There’s a few scrolls that we can identify. It was one scribe that we are quite sure, according to his handwriting and some idiosyncrasies relating to the writing of the name of God that we know that he has written. First of all, a copy of the community scroll. And one of the copies of Samuel and the corrections in the large Isaiah scroll. Two corrections in the large Isaiah scroll. So that’s one individual. And so we can find him in three, or maybe four scrolls. Also we see him in 4Q175 in four different sources. But the most exciting news is actually not yet known in the world. It hasn’t been fully publicized because it’s is a research project led by Professor Mladen Popovic in Groningen in the Netherlands that works with methods of artificial intelligence. They fed I think, some 150 different scrolls into a computer.

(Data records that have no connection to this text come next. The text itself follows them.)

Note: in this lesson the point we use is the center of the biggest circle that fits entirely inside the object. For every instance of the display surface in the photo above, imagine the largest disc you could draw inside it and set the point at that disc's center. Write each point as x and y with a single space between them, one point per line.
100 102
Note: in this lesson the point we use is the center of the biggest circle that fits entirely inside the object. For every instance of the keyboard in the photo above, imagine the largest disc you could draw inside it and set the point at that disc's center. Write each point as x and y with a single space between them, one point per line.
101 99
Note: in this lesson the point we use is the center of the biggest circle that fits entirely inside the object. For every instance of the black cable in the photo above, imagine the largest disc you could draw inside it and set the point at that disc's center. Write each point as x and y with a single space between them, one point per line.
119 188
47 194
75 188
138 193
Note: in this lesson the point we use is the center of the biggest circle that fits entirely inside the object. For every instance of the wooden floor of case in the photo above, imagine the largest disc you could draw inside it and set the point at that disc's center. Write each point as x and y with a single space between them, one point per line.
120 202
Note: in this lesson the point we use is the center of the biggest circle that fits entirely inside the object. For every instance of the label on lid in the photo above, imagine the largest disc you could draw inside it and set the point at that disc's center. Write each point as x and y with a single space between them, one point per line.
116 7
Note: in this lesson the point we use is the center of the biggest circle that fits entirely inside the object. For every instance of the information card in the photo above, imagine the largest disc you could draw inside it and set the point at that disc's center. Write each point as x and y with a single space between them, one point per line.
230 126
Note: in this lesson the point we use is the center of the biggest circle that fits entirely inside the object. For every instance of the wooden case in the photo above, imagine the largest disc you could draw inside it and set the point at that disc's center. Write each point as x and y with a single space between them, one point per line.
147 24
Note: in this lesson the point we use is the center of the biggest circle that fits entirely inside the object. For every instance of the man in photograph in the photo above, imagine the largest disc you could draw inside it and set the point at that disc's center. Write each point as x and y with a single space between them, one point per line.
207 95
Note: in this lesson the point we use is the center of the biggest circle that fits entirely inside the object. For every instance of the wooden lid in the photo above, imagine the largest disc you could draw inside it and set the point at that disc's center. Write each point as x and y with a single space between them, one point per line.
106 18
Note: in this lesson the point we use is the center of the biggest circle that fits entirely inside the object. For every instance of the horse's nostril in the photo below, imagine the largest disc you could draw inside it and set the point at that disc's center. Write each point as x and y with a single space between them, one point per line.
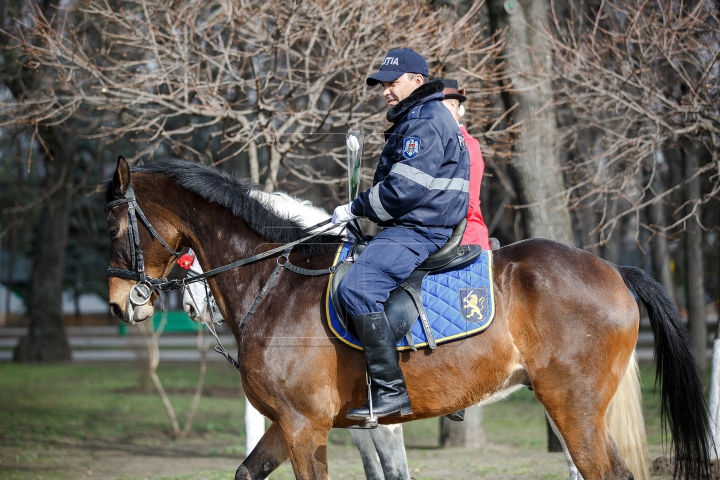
115 310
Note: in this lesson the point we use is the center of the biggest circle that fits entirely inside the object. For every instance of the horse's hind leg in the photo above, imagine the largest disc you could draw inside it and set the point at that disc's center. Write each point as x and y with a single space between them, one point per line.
267 455
580 420
574 473
306 442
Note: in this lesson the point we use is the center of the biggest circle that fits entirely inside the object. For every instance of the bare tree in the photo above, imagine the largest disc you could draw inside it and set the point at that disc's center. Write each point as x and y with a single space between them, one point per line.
529 95
641 75
217 81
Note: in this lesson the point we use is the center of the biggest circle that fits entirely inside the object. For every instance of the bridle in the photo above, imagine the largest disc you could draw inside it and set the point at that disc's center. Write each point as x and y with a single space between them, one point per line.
141 291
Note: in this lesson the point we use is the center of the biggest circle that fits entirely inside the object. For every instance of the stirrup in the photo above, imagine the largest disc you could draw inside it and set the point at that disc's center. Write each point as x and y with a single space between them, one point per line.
371 421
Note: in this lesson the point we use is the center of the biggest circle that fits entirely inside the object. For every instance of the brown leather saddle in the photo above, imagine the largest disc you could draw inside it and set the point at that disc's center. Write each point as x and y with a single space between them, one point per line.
404 306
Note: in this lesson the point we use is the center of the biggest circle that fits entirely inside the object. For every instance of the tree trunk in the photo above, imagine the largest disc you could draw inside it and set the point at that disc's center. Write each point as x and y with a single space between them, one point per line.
694 279
46 338
658 219
468 433
535 158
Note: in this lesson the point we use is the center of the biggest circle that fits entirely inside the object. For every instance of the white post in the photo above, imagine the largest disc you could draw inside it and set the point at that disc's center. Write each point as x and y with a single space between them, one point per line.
714 403
254 427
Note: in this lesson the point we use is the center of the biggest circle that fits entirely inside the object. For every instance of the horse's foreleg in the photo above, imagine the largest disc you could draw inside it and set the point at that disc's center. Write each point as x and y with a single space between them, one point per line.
390 446
382 451
368 453
269 453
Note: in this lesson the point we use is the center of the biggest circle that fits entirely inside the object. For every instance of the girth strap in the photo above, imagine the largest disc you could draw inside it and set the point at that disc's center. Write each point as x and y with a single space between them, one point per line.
410 289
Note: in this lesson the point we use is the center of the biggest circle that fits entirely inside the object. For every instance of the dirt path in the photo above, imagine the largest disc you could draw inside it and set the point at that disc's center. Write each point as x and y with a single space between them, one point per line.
199 459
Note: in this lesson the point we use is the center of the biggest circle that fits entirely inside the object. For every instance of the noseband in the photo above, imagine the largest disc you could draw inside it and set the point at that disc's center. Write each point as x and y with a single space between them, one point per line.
140 293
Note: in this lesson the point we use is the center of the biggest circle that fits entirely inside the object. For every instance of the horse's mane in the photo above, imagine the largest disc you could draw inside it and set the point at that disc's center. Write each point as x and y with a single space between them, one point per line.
276 217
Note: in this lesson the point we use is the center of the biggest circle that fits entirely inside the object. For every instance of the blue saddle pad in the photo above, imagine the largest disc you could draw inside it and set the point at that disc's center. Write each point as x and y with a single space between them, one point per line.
458 303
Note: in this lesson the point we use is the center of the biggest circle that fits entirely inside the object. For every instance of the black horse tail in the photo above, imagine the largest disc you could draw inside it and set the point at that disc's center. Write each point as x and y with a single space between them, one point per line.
683 406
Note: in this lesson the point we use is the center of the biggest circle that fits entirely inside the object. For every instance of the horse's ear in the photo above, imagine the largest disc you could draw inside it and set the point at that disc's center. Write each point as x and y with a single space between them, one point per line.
121 177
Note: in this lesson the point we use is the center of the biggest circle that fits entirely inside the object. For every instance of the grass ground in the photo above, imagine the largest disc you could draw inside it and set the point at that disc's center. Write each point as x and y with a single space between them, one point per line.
69 421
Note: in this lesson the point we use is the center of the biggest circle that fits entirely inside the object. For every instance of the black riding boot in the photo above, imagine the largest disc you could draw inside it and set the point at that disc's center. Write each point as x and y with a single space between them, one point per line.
389 393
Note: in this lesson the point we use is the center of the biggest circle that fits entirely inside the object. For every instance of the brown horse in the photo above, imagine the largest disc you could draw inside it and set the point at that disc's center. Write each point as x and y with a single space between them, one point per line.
566 325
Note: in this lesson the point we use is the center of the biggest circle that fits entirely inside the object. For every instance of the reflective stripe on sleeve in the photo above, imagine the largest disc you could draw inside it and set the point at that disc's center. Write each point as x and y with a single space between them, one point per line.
422 178
376 205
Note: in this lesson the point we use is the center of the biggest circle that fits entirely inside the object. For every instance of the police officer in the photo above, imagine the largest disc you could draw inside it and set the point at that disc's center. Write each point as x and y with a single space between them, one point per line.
419 193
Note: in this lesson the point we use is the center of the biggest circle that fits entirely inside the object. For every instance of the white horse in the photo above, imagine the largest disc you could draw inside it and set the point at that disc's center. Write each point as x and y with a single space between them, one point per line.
382 449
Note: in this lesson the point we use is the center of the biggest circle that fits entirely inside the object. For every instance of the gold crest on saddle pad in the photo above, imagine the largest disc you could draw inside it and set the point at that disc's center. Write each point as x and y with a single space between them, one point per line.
473 303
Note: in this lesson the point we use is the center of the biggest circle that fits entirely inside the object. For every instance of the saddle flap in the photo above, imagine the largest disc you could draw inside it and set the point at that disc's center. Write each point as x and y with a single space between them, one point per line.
448 252
457 302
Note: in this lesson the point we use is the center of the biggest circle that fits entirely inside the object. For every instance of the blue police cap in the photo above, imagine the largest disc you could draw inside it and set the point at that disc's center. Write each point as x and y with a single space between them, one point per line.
397 62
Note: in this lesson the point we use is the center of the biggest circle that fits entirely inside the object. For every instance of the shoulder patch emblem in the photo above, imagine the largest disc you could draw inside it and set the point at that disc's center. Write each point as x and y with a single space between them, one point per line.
411 147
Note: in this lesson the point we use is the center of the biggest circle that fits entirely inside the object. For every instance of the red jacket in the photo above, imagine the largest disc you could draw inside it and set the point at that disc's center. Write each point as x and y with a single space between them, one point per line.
476 232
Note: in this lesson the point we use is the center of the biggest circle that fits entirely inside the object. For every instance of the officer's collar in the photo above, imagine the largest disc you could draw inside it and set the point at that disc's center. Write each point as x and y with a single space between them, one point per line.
424 90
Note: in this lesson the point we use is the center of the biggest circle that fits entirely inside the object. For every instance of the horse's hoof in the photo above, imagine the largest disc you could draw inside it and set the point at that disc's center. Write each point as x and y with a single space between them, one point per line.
242 473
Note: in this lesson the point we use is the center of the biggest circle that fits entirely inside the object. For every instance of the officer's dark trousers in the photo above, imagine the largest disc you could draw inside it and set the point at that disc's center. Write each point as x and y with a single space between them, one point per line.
384 264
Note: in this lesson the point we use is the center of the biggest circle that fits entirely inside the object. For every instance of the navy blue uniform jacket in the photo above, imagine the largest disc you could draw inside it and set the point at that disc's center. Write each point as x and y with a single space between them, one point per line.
422 178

Now you take the different stents, the different positions of the letter. Let’s say you take a lamed [Hebrew letter than makes the sound “el”] and ask whether the top line is completely straight or is it a little bit to the left, five degrees, 10 degrees, 15 degrees. And you put that all into the computer now, without thinking at all about the content of the writing. But just the formal technical data. One scholar, Emma Hayes has found a group of eight different scrolls copied by one particular scribe. This is in her dissertation. It is not yet published, so we’re waiting for her book. I completely accept her view, in particular, because it agrees with my own theory about certain writing styles.

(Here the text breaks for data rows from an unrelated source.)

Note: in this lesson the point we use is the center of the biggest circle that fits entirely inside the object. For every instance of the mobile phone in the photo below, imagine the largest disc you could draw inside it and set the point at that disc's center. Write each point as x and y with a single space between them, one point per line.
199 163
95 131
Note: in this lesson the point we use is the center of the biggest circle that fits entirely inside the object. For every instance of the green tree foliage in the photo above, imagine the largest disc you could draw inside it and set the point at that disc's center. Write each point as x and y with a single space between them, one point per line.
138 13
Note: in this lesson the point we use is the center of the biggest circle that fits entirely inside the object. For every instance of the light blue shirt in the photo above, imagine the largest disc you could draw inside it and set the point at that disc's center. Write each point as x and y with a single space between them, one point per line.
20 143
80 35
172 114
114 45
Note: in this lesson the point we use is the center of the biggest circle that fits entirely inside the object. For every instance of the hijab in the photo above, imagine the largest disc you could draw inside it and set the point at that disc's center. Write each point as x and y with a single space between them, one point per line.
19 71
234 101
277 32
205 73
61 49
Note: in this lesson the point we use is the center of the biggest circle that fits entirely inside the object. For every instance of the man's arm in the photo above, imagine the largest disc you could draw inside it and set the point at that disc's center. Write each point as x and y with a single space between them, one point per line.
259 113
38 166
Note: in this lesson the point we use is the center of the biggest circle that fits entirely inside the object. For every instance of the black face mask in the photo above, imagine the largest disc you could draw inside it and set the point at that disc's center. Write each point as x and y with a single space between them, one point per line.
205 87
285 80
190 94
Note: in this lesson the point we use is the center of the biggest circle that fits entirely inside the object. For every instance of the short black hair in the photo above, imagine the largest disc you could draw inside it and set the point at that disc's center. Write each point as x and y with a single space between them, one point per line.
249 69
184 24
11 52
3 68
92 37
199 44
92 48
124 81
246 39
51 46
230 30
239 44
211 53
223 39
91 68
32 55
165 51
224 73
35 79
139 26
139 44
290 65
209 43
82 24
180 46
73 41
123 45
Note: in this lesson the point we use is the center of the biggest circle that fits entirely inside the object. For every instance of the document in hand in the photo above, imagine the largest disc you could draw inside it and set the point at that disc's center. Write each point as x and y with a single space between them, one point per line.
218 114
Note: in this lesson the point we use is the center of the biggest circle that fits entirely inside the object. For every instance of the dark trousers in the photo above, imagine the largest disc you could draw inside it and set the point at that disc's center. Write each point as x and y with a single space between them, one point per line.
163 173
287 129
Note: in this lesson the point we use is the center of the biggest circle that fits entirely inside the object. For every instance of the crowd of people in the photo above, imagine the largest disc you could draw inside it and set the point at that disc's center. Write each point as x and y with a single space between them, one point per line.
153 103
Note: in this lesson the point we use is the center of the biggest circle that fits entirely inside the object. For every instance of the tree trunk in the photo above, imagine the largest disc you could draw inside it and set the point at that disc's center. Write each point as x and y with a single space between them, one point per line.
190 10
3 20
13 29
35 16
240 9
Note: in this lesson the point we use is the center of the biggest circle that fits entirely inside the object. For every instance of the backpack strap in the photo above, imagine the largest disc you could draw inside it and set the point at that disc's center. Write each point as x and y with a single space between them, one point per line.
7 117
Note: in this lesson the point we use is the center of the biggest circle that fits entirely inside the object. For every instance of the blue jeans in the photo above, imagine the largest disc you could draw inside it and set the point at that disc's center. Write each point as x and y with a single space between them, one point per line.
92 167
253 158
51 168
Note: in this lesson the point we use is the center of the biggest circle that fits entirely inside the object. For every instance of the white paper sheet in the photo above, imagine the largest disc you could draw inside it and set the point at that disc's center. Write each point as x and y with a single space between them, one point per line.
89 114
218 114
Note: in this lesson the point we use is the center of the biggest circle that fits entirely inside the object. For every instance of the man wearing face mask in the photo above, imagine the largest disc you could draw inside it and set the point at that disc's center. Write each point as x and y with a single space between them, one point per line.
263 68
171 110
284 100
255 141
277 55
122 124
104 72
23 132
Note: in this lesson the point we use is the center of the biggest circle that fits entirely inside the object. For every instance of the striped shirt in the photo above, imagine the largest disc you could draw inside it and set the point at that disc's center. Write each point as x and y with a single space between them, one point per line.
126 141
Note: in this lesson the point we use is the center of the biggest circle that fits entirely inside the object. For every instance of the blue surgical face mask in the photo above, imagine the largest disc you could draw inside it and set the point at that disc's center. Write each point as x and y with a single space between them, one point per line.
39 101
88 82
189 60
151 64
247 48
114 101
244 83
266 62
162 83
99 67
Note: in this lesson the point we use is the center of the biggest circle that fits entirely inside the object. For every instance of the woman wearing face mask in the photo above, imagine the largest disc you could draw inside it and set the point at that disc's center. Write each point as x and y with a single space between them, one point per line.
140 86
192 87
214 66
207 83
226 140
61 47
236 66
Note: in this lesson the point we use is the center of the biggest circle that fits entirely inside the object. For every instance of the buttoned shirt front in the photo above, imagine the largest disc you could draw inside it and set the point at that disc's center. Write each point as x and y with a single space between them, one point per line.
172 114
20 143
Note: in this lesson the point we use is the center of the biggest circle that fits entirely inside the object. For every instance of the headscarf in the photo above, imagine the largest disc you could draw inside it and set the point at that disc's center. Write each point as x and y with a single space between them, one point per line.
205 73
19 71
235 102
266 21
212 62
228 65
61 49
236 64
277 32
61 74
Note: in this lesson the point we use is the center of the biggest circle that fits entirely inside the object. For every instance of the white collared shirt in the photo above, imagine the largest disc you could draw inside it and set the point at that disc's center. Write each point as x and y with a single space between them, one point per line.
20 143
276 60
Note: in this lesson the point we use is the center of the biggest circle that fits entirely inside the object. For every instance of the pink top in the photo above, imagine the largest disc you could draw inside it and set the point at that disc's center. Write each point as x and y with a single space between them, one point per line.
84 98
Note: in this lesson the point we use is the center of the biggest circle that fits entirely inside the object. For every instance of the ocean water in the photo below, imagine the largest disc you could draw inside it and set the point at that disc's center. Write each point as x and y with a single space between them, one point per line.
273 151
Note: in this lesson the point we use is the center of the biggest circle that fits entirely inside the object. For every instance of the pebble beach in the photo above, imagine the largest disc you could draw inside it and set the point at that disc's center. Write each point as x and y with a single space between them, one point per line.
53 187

I think this is a wonderful new avenue of research about the identity of scribes. But at the same time, you should realize that we haven’t found answers to the main question. Namely of those 950 different papyri, in very few cases, were we able to find the identity of scribes that wrote more than one scroll. It’s too bad that all the scribes remain anonymous, because in ancient times, at least in this part of the world, unlike in Mesopotamia, these scribes are anonymous. They don’t say, I’m called Moshe, the son of Aaron who writes this scroll. They don’t say anything.

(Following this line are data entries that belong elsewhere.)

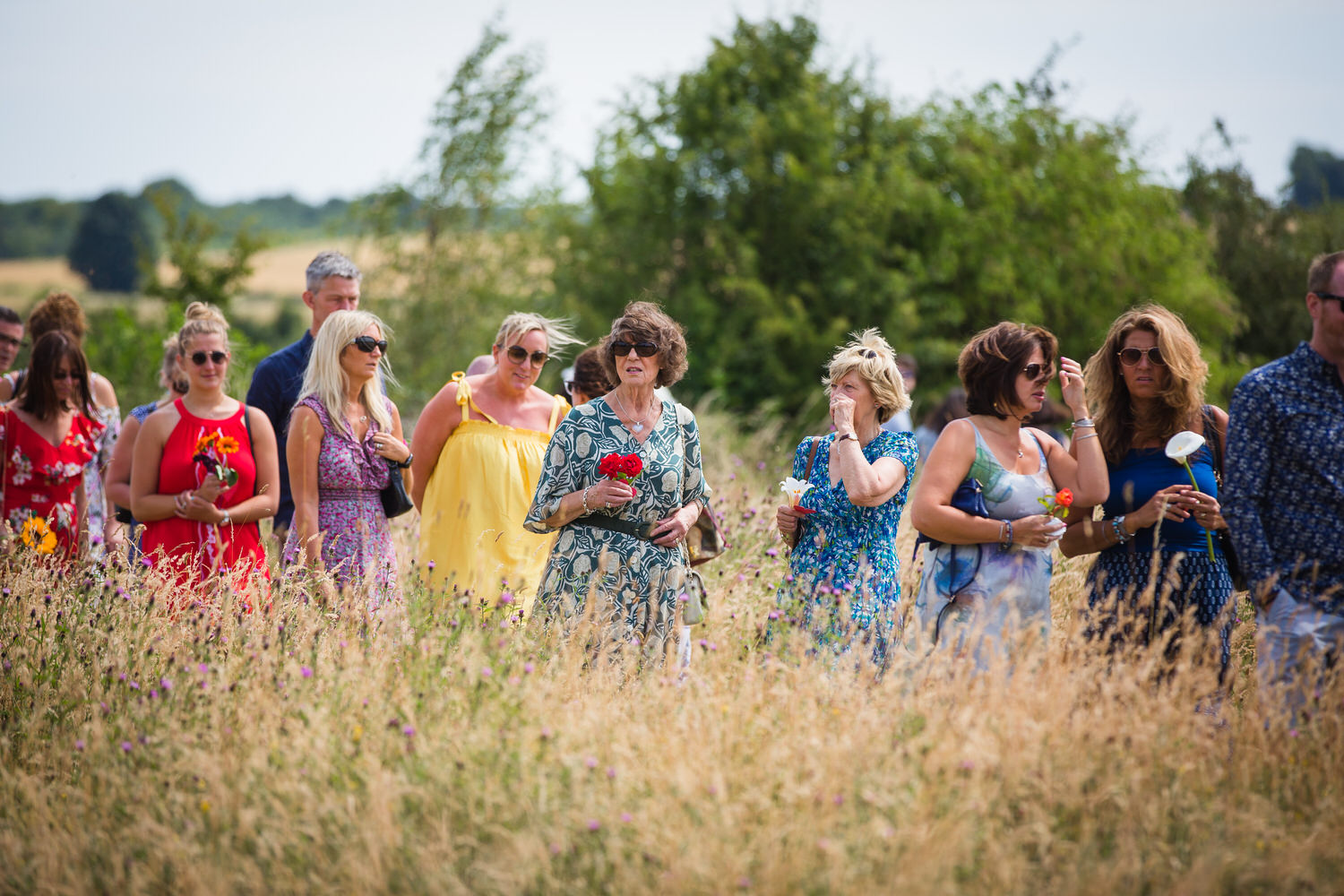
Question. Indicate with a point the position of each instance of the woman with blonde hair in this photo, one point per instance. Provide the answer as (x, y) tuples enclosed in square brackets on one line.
[(843, 530), (1148, 383), (204, 473), (343, 446), (481, 445)]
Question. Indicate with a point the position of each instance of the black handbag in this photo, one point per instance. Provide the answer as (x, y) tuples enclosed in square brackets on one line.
[(395, 501), (1225, 538)]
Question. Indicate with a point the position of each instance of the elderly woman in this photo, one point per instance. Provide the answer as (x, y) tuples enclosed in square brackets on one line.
[(343, 446), (620, 540), (1148, 382), (991, 573), (844, 528), (480, 449)]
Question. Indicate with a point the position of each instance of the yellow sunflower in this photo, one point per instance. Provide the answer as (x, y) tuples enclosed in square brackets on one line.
[(37, 535)]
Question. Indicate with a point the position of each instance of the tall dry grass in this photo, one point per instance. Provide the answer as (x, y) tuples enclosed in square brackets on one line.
[(433, 750)]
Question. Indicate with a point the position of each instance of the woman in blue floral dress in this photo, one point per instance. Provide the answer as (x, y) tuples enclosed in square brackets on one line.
[(844, 578)]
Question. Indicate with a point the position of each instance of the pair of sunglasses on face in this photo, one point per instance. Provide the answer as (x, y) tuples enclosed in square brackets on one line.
[(201, 358), (367, 344), (644, 349), (1131, 357), (518, 355)]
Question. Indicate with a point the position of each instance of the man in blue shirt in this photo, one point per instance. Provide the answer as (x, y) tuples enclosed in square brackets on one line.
[(332, 285), (1285, 492)]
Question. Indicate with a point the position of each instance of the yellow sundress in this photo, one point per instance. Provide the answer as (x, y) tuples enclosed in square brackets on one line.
[(472, 535)]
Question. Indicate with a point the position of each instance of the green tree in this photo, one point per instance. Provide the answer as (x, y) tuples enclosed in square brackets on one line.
[(187, 234), (108, 244), (776, 206)]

So, we remain grasping in the dark with regard to the scribe. We have to start thorough research, and that’s what I’ve been doing for 25 years. Looking into the details of these scribes in order to know more about them, starting with the smallest details about letters, about ways of correcting, about dots here and dots there, about the ways in which they were writing. Precisely in the ways in which some scribes were writing sloppily. You get to know about the personality of some scribes. I think that also Dr. Yardeni was a videographer, but also a calligrapher herself. I think she also knew that certain scribes
were left-handed rather than right-handed, so you learn quite a bit about these scribes by meticulous research.

David Capes
Now these scribes, they weren’t all the same. Some had more skill than others. Some had been scribes just a short period of time. Some were senior scribes. Did they have different duties? Because some of the younger scribes may not have copied certain kinds of material, whereas a senior scholar might have copied something else. Do we know that at this point?